Brian Pfleger, a UW-Madison assistant professor of chemical and biological engineering, is among an emerging group of researchers that is capitalizing on modern biotechnology tools to engineer systems that efficiently and sustainably produce “drop-in” fuels—advanced biofuels interchangeable with today’s fuels and compatible with existing infrastructure.

A synthetic biologist, Pfleger received a prestigious Faculty Early Career Development (CAREER) award from the National Science Foundation to support his research. With the award, Pfleger will study, engineer and test metabolic pathways in bacteria that can convert biomass to hydrocarbon fuels in a process that bypasses the difficult intermediate step of breaking down the natural sugars in plants.

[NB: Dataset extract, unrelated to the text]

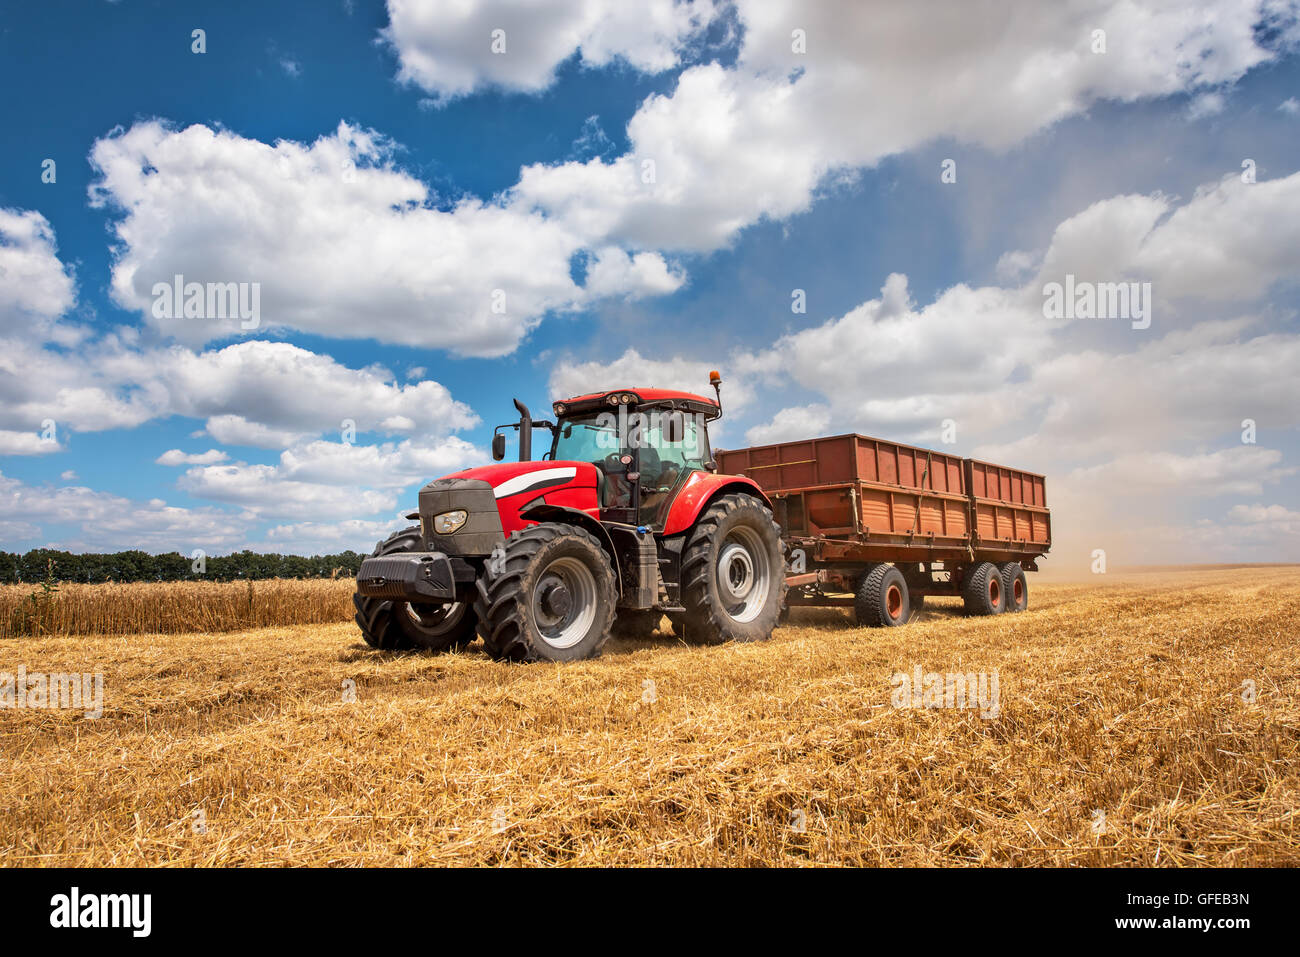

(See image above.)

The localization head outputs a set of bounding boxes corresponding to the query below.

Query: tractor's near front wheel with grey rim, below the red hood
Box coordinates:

Those sugars have a tendency to degrade into levulinic acid, which the U.S. DOE calls one of the top value-added chemicals from biomass. Exploiting that tendency, Pfleger will engineer an organism—for example, by adding or subtracting genes—that quickly and efficiently can break down levulinic acid into smaller molecules known as free fatty acids that, in turn, can be used to produce fuels and chemicals. This work complements advanced biofuel production research he has conducted at UW-Madison through the Great Lakes Bioenergy Research Center.

Pfleger’s research also leverages the expertise of colleague James Dumesic, the Steenbock Professor of Chemical and Biological Engineering at UW-Madison who has made groundbreaking advances in using catalysts to convert levulinic acid into high-energy liquid fuels. However, capitalizing on the power of synthetic biology, Pfleger can tailor microorganisms that can produce specific—or a wider range—of fuels and chemicals.

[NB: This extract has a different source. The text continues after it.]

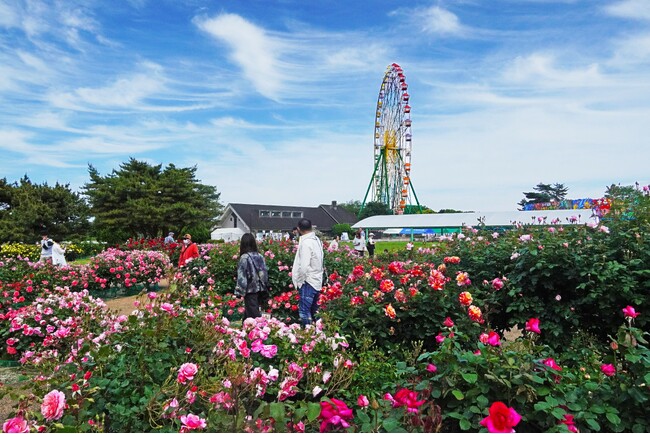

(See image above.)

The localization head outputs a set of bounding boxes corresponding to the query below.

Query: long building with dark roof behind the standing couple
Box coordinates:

“In a catalytic sense, you make a mixture of things; a microbe makes a particular compound,” he said.

In addition to establishing a microbial fermentation facility for research and teaching, Pfleger is developing a laboratory-based course that will enable undergraduate seniors and graduate students to learn synthetic biology skills and techniques such as designing DNA molecules and incorporating those models into organisms.

This biochemical engineering laboratory course also will serve as a training ground for the UW-Madison iGEM team, a cross-disciplinary group of students who design functional biological systems to compete in the International Genetically Engineered Machine synthetic biology competition. Pfleger has been the team adviser since 2008.

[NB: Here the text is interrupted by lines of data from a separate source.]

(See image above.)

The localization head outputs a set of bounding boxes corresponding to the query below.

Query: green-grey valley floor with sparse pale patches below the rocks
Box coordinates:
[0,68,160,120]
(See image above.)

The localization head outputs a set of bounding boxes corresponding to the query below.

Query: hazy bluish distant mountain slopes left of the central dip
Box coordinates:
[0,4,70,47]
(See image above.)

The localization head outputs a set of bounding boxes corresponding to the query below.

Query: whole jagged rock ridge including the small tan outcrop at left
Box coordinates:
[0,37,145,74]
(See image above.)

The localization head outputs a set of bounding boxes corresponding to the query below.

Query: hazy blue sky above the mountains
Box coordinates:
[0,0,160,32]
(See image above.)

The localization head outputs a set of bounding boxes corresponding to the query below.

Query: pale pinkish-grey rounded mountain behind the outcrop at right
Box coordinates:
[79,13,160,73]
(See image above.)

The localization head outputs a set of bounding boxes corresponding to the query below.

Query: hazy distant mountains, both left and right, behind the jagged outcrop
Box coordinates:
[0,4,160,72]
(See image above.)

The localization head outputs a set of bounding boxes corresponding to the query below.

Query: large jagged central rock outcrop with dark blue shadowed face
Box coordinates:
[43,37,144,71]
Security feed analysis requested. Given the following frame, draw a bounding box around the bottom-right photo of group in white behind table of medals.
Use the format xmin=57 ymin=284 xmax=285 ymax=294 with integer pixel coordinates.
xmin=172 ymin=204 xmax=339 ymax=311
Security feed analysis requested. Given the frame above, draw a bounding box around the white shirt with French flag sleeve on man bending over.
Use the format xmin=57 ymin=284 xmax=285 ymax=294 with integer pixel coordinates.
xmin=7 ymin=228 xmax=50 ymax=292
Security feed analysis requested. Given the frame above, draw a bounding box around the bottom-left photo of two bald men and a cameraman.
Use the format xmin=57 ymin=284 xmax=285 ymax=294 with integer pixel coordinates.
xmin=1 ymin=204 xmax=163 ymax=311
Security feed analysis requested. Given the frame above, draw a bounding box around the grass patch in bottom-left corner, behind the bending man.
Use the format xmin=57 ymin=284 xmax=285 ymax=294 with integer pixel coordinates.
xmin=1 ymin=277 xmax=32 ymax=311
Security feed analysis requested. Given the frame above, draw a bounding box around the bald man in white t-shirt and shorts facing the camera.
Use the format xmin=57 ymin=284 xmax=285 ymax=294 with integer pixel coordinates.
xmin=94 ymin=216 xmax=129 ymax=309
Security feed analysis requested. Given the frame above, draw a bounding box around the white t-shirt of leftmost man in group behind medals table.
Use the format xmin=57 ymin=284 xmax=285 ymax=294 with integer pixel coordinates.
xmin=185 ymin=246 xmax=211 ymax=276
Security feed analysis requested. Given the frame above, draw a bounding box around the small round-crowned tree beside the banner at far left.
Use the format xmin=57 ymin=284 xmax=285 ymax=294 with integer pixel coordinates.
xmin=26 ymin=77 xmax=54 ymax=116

He also will partner with the National Science Foundation-supported Delta Program at UW-Madison to develop lectures, case studies, and experiments for educating public audiences and kindergarten through undergraduate-level students about sustainability, biofuels and synthetic biology.




2 Responses

  1. Eddie



    New process to produce Levulinic Acid for $.04-$.10 per pound makes this a winning option.

  2. Daiana



    Review by tmancill for Rating: I read this book cover-to-cover over the crosue of a couple of weeks. I'm new to the field of renewable energy, so you'll have to take my criticisms for what they are, a critique of the writing:1) The author frequently repeats himself, and sometimes goes so far to state that he is repeating himself, and that the reader should refer back to a previous section.2) Many of the references are so and so claims such and such or references to the Home Power magazine. It's great that the author cites his sources, but it often left me wondering if the author placed any stock in the claim being reported.3) The author frequently refers to his own house, which was designed from the ground up to use renewable energy. While this is neat, it doesn't seem applicable to readers who already own houses (with a 99% chance that they're not nearly as efficient, and that it's not possible to convert them).4) I would have enjoyed more information on solar power, since it seems to be the most applicable in urban and suburban areas. Instead, it received basically equal treatment alongside micro-hydroelectric and wind power.Still, it's a good book 3.5 stars and contains a number of references to other sources of information on the topic.